Fig. 1 is a central vertical sectional view showing an embodiment of the low-calorie gas turbine combustor of the present invention, Fig. 2 is an enlarged sectional view of the auxiliary combustion chamber portion, and Fig. 3 is a view indicated by the ■ arrow in Fig. 2. , FIG. 4 is a schematic diagram of a conventional gas turbine combustor. DESCRIPTION OF SYMBOLS 1... Main combustion chamber, 2... Sub-combustion chamber, 3... Main fuel injection nozzle, 4... Secondary combustion air injection nozzle, 5... Auxiliary burner, 17', 18... - Throttle space and partition plate that constitute the ejector, 19...Air supply port.

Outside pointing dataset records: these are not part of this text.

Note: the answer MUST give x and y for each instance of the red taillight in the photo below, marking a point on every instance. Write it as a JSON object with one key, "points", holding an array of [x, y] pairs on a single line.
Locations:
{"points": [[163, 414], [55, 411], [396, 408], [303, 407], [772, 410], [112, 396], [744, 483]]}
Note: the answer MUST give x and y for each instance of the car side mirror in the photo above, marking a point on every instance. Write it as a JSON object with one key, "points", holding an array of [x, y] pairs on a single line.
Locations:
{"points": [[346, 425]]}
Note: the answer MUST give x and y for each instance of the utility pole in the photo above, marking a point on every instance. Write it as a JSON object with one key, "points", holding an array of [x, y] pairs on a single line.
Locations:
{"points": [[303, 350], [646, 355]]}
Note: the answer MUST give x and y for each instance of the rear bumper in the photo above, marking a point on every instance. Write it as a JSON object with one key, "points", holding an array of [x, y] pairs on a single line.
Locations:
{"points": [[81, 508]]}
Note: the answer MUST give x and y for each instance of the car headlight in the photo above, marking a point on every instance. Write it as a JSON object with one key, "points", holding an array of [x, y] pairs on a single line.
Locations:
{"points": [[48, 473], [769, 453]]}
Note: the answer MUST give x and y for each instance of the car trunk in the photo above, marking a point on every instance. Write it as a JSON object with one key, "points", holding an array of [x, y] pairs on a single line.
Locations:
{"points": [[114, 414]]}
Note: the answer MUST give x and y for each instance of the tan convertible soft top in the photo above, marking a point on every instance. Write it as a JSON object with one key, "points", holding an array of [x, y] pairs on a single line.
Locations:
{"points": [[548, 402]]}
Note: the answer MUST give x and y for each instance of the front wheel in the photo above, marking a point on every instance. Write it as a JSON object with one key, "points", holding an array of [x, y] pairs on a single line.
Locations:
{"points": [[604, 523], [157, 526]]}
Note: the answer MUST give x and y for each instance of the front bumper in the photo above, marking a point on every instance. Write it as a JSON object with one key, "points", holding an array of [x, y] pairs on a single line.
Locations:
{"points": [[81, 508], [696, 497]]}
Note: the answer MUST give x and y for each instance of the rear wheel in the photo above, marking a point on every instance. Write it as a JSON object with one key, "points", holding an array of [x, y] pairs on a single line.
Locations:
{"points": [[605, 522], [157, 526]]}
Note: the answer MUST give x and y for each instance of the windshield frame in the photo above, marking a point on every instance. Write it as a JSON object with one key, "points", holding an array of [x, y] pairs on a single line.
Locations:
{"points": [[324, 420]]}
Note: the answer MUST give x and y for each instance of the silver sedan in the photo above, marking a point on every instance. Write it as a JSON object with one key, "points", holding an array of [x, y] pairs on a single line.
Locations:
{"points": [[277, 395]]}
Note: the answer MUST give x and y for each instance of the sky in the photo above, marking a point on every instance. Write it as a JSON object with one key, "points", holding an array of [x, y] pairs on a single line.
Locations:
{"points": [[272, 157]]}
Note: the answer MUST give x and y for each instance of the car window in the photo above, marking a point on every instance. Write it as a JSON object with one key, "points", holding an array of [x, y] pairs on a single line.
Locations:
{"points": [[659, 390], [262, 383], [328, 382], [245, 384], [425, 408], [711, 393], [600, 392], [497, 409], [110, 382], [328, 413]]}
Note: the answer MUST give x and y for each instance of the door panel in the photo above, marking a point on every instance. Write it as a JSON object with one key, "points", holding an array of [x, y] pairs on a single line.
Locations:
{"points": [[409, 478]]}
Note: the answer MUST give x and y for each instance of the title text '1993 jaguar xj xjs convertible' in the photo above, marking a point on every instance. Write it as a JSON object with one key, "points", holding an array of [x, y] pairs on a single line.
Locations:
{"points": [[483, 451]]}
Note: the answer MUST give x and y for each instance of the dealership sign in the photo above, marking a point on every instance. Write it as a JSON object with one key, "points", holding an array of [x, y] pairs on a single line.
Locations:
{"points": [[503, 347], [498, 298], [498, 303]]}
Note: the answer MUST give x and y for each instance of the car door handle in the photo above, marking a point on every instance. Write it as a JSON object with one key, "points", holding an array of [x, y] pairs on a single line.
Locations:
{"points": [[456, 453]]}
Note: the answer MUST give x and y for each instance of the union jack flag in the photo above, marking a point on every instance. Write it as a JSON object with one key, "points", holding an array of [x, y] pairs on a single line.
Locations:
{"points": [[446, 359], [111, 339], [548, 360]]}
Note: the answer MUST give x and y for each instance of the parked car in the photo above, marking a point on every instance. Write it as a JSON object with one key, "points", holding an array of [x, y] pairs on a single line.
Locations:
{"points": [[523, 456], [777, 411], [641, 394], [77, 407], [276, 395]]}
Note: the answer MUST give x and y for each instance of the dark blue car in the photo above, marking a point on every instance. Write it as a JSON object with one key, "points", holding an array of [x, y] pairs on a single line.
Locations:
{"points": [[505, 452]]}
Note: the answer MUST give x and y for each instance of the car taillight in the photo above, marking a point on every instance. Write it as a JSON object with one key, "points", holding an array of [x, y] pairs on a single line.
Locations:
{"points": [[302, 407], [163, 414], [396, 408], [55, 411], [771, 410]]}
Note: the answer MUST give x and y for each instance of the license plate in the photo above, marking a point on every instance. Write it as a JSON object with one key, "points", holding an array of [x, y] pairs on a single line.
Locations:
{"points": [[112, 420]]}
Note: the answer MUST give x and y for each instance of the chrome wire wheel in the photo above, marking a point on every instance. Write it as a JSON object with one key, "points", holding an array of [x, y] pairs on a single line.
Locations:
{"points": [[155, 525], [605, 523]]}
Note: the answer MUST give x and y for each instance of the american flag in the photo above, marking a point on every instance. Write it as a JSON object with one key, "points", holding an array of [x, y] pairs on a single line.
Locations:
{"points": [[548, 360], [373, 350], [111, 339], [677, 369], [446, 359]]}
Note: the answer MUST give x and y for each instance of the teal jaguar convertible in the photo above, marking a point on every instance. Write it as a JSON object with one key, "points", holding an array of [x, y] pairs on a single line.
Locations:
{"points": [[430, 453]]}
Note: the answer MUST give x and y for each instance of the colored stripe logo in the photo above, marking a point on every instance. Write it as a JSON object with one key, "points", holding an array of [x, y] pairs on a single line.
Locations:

Patent applicant: Central Research Institute of Electric Power Industry (Figure 3) Figure 4

Claims (3)

[Claims] (1) A ceramic auxiliary combustion chamber equipped with an auxiliary burner is provided on the inlet side of the main combustion chamber, and a main fuel injection nozzle and a primary combustion air injection nozzle are arranged around the outlet of the auxiliary combustion chamber, while the auxiliary burner The fuel flow path and the primary combustion air flow path are partially communicated with each other, and the fuel flow path is narrowed near this communication portion, and an amount of combustion air corresponding to the fuel flow rate is sucked in by the ejector action, thereby producing a constant amount of air. A gas turbine combustor for low-calorie gas, characterized in that the mixture is injected into the sub-combustion chamber as a mixture at a specific ratio. (2) The gas turbine combustor for low-calorie gas according to claim 1, wherein the auxiliary combustion chamber combusts a gas having a higher calorie than the low-calorie gas combusted in the main combustion chamber. (3) The main combustion chamber burns low-calorie gas that accounts for 90% or more of the total generated heat, and the auxiliary combustion chamber burns 1 of the total generated heat.
The gas turbine combustor for low-calorie gas according to claim 2, characterized in that less than 0% of high-calorie gas is combusted.